Friday, April 11, 2008

Ricing Frustrations

To think, I was actually a little tweaked that the cost of my Bran Flakes was 30 cents higher on my last shopping trip.

This link offers a number of brief videos from the BBC on the global rice shortage. According to the United Nations Food and Agriculture Organisation (FAO), 37 countries are facing a food crisis, and food riots have broken out in several African countries, Indonesia, the Philippines and Haiti.

The beauty of investing in commodities is that there are relatively few variables that need to be monitored and no company-specific factors to worry about. Price boils down to supply and demand. Currently, with many agricultural commodities we are seeing demand increase due to increasing populations, a rising middle class in parts of the the developing world, and new demand for ethanol. Supply hasn't kept pace.

When we look at the US Department of Agriculture's figures for rice, we find that this supply-demand imbalance has led to a decline in global rice stocks from a peak of 130 million tonnes in 2000-2001 to 72 million tonnes in 2007-2008, the lowest level since 1983-84. According to the same report, nearly half of the world's 6.6 billion people are dependent on rice and are already eating more than is harvested yearly. The price of rice on the Chicago Board of Trade has doubled in the past year.
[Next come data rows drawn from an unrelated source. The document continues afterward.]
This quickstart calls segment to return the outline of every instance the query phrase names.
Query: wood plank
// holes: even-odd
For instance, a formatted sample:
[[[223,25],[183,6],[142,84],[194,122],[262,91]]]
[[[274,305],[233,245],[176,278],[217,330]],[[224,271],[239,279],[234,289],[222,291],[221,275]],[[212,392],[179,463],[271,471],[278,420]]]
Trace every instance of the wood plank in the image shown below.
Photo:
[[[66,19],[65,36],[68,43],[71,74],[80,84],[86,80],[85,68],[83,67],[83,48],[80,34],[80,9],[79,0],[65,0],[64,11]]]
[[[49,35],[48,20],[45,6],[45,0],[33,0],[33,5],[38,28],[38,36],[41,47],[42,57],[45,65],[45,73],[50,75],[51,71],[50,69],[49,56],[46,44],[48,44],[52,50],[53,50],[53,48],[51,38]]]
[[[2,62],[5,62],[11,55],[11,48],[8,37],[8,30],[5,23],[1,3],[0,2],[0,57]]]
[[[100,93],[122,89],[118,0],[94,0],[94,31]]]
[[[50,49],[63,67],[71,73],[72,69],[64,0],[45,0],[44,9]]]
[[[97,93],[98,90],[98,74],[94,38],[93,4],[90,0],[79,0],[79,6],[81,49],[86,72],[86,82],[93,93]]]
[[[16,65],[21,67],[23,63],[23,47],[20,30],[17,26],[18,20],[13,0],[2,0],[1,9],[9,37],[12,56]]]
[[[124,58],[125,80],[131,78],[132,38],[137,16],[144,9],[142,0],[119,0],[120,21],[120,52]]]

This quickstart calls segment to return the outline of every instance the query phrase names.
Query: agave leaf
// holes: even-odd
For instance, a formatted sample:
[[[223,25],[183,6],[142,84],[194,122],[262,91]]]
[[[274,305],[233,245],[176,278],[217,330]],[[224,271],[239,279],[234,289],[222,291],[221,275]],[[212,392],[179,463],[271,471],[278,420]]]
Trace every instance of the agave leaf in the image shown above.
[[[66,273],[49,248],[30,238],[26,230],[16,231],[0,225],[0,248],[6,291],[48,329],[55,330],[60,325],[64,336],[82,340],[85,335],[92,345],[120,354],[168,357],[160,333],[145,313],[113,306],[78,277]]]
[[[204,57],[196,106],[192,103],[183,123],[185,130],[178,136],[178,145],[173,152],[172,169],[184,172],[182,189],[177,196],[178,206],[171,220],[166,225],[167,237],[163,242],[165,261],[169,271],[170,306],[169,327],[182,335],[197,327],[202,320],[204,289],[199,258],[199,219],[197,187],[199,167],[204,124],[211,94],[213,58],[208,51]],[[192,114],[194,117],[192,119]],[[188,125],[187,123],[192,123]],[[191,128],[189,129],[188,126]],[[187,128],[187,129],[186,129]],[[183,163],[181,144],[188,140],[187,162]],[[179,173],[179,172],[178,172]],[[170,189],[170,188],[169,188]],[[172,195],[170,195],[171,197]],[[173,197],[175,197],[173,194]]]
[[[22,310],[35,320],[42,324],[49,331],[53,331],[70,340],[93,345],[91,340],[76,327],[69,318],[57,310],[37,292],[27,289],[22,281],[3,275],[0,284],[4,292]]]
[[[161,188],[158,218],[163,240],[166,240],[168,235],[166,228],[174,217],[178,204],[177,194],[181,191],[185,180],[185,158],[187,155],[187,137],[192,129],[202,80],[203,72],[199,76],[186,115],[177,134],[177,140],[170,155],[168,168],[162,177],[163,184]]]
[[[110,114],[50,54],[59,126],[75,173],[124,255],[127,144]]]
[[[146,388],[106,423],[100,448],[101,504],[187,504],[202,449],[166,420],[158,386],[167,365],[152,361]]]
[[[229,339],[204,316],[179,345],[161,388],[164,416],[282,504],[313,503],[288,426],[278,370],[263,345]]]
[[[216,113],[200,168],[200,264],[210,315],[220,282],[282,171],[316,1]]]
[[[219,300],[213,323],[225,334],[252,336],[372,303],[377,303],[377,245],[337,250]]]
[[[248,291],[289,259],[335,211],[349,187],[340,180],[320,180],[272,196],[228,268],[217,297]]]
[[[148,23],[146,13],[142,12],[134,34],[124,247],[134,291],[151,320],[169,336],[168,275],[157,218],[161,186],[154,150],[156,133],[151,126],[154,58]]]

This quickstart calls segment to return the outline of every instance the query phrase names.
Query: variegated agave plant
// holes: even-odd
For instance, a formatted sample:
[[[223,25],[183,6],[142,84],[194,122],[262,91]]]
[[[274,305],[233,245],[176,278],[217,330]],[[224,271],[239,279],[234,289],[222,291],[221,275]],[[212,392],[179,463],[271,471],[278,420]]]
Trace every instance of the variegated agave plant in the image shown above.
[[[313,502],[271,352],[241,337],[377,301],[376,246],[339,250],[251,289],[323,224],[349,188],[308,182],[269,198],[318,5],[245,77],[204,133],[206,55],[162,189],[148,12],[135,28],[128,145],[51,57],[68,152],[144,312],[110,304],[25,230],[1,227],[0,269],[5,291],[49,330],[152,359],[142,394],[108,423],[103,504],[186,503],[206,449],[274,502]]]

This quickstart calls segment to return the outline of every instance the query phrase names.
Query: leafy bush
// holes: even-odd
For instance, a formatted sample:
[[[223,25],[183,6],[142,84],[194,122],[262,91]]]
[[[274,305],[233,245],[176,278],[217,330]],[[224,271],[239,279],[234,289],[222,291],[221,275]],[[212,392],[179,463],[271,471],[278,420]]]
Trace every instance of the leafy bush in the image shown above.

In response, governments are curbing rice exports in an attempt to keep prices down and bolster local supply. To the extent that they're instituting price controls they're taking away incentive for farmers to expand planting, and the limiting of exports is leading to crises in import-dependent countries like the Philippines. Consumers are hoarding rice as well, furthering the supply crisis.

Clearly, demand has been outstripping supply (as with many commodities). The key will be to look for the inflection point. There's a huge incentive these days (where prices are not constrained) to put even marginal land back into farm service. Pests, disease, and weather are always wild-cards, but the incentive to plant is there. The question is whether this will result in a narrowing of the supply-demand gap.

The fertilizer companies continue to be well-positioned and should be a key beneficiary again this year. I continue to like this space, but I'll be watching the supply figures carefully.

In the meantime, I'll be expanding my pantry and hoarding my Bran Flakes.